The way I understand it, it looks like you can do one of two things:
- Create an 'index' task specifying those 100 S3 files. The
StaticS3FirehoseFactory can be configured with maxFetchCapacityBytes,
prefetchTriggerBytes, etc to start downloading those 100 files in the
background. It will fetch files in parallel with running the
specified StringInputRowParser over preceding files and publishing the
new data. This is presumably more efficient that not doing *any*
downloading while parsing and publishing. However, there's no
parallelization of the work, just a bit of pipelining.

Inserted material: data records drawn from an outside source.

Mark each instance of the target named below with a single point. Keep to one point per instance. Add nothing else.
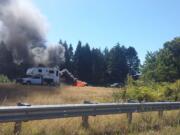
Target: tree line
(109, 65)
(163, 65)
(100, 67)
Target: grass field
(143, 124)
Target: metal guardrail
(39, 112)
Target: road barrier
(26, 112)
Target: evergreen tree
(117, 66)
(98, 71)
(132, 61)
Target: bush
(4, 79)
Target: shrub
(4, 79)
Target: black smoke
(23, 30)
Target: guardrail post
(18, 124)
(85, 118)
(129, 116)
(160, 113)
(17, 128)
(85, 123)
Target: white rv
(42, 75)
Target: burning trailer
(49, 76)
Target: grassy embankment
(143, 124)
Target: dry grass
(12, 94)
(143, 124)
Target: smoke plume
(23, 29)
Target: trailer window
(40, 70)
(51, 71)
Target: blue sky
(143, 24)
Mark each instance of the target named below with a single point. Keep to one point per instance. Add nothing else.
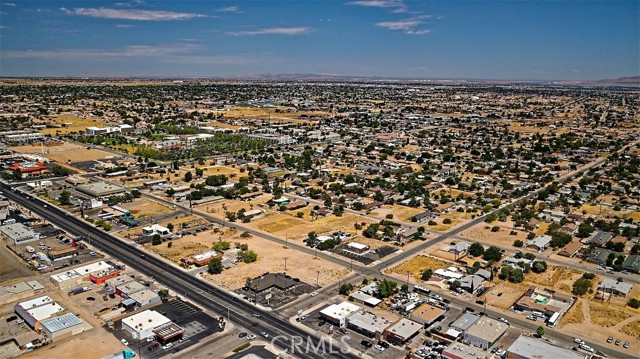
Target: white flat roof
(340, 311)
(148, 319)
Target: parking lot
(197, 325)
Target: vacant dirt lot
(141, 208)
(271, 258)
(76, 124)
(66, 152)
(417, 264)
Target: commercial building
(401, 331)
(465, 321)
(485, 332)
(145, 298)
(367, 323)
(337, 314)
(427, 314)
(100, 189)
(532, 348)
(63, 326)
(141, 325)
(72, 277)
(19, 233)
(37, 309)
(457, 350)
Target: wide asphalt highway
(179, 281)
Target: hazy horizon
(438, 40)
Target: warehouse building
(401, 331)
(19, 233)
(141, 325)
(37, 309)
(485, 332)
(368, 324)
(532, 348)
(337, 314)
(63, 326)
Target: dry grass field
(632, 329)
(142, 208)
(417, 264)
(606, 315)
(65, 152)
(77, 124)
(271, 258)
(575, 314)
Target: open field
(575, 314)
(606, 315)
(402, 213)
(417, 264)
(142, 208)
(271, 258)
(66, 152)
(482, 233)
(12, 267)
(505, 294)
(632, 329)
(76, 124)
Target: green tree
(492, 253)
(581, 286)
(65, 197)
(249, 256)
(215, 266)
(476, 249)
(426, 274)
(163, 294)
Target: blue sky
(545, 40)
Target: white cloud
(131, 14)
(229, 9)
(290, 31)
(397, 6)
(124, 52)
(408, 26)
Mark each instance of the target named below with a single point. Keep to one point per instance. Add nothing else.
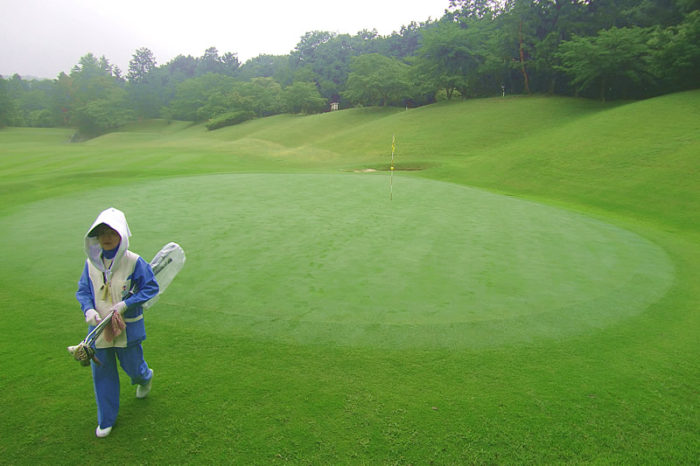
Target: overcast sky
(42, 38)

- Create an 'index_parallel' task specifying those 100 S3 files. This
will create a series of tasks (up to maxNumSubTasks at a time), each
of which fetches one file and then parses and publishes it. This is
fully parallelized, but there's no pipelining: any given task is
either fetching or parsing at a given time.
It feels to me like the ideal "best of both worlds" is to be able to,
say, create 20 tasks each of which have 5 files. That way each
individual task can pipeline (download subsequent files while parsing
current ones) but still achieve some parallelization. Am I missing
something, or is this not possible? (Or is this fancy enough that I
should just be using Hadoop batch ingestion?)